Texas Blind, Deaf, and Orphan School was a school for blind and deaf black people in Austin, Texas. Throughout its history, due to educational segregation in the United States, the school served only black students and had black teachers; whites attended the Texas School for the Deaf (TSD) and the Texas School for the Blind and Visually Impaired (TSBVI).

==History==
The 18th Texas Legislature established the school in 1887 and spent $50,000 to acquire the site and build the facility. The school, originally named the Texas Deaf, Dumb, and Blind Institute for Colored Youth, opened on October 17, 1887. Initially, it had two teachers and 17 students.
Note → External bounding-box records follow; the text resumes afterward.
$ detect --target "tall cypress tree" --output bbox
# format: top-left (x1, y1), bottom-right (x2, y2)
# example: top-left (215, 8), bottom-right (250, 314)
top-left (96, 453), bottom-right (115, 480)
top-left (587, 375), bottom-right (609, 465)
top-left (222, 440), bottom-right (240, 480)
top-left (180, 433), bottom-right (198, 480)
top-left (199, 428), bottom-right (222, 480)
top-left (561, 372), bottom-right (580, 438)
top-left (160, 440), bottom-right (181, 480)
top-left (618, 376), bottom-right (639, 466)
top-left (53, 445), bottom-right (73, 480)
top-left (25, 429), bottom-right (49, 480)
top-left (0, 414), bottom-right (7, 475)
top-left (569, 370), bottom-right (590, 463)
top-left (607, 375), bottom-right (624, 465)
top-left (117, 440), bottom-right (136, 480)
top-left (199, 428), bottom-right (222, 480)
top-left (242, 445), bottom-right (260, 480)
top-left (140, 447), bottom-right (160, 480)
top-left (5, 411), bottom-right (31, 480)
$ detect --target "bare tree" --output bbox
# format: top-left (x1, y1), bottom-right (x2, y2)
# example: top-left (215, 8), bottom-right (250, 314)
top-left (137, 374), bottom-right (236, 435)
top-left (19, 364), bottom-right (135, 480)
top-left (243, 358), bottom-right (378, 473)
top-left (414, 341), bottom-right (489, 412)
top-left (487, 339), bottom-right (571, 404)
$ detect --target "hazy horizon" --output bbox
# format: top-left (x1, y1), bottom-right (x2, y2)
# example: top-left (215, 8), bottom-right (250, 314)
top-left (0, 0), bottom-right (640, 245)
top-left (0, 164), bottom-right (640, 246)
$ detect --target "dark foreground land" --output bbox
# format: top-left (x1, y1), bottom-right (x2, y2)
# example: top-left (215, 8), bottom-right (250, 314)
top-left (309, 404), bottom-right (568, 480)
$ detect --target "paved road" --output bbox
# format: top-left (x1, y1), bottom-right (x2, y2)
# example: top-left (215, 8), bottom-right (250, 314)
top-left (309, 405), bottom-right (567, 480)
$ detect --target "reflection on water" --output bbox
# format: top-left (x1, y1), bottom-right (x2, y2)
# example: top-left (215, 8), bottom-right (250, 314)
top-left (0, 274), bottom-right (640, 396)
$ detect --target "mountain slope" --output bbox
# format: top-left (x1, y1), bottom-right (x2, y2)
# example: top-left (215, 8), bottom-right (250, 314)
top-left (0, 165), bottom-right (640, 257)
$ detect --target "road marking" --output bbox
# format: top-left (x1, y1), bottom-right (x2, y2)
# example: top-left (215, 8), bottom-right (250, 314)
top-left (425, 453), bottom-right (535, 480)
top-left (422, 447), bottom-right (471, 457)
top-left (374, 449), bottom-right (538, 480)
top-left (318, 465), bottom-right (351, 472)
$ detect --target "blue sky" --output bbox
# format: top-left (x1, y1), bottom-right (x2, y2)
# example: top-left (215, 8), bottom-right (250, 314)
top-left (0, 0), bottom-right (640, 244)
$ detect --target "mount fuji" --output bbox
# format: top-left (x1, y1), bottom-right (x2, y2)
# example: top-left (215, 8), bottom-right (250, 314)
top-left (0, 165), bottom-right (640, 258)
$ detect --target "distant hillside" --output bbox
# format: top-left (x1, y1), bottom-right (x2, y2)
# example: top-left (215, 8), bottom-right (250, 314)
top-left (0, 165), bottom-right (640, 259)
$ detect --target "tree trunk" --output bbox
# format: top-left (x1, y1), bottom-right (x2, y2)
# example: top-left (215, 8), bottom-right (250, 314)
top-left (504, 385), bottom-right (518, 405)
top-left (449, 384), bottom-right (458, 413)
The school had dormitory facilities for students, with it initially having eleven dormitory rooms and with another dormitory and classroom building opening in 1888. It developed a dialect of sign language divergent from that of TSD because of their separation.
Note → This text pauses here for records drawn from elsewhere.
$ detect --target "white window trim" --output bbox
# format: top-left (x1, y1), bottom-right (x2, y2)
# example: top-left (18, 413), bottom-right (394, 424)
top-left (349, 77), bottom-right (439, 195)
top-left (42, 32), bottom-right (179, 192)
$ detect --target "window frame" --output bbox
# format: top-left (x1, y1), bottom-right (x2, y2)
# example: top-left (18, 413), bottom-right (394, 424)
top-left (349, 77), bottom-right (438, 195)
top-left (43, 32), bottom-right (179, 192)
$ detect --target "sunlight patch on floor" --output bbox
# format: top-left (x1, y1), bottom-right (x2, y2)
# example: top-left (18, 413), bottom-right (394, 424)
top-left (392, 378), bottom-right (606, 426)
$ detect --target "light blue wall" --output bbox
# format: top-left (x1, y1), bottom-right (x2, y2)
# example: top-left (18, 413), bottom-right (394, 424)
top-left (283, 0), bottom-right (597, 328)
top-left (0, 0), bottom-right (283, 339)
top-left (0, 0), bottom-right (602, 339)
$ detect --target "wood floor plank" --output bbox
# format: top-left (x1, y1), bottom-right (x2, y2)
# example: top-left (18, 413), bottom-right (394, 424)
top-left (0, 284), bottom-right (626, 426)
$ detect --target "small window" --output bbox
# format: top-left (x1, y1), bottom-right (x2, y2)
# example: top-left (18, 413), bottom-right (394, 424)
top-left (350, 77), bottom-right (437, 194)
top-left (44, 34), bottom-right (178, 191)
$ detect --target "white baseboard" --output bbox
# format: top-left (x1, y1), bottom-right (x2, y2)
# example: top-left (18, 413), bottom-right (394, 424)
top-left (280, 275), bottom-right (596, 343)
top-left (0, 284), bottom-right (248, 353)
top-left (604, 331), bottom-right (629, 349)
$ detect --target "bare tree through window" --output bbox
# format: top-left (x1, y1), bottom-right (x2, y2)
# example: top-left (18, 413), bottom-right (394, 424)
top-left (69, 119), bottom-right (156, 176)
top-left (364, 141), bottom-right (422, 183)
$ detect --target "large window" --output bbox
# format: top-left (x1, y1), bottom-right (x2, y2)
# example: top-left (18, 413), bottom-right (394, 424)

In 1943, the Texas State Colored Orphans' Home merged into the deaf and blind school, and its name changed to the Texas Blind, Deaf, and Orphan School. The school moved into a new campus in 1961. In 1965, its name was changed to the Texas Blind and Deaf School, and it merged into TSD that year.

The Texas State Library and Archives Commission took portions of the property east of Shoal Creek after the State of Texas deemed the former campus to be "excess property" in 1963; in 1987 the state gave all other portions to the Texas Department of Transportation (TxDOT). The State of Texas earmarked parts of the land for an annex of the Texas State Cemetery in 1995; as of 2016 no cemetery use has yet occurred.

Susan Dial of the University of Texas stated that as there was never a historical examination of the buildings, and that historic evidence would be destroyed without one. In 2016 Michael Barnes of the Austin American-Statesman wrote "Virtually nothing remains of the campus". In 2016 the developer ARG Bull Creek had plans to build a development there.

==Campus==
The final site, in East Austin, located along Airport Boulevard, became the TSD East Campus in 1965. The State of Texas had built 11 buildings at the site, formerly occupied by the Montopolis Drive-in Theater, for $1.5 million in 1961. These buildings had a capacity of 1,208 students. After the 2000–2001 school year TSD sold this property to the City of Austin, and the two campuses were consolidated. The Austin Animal Center now occupies the site.

The original campus was on a 100 acre site between 38th Street and 45th Street on Bull Creek Road. TXDOT had offices there from the 1980s. Charles Page Sr. had designed the administration building in 1923. In 2016 Barnes stated that the administration building and other major buildings are "Long gone" and "presumably demolished".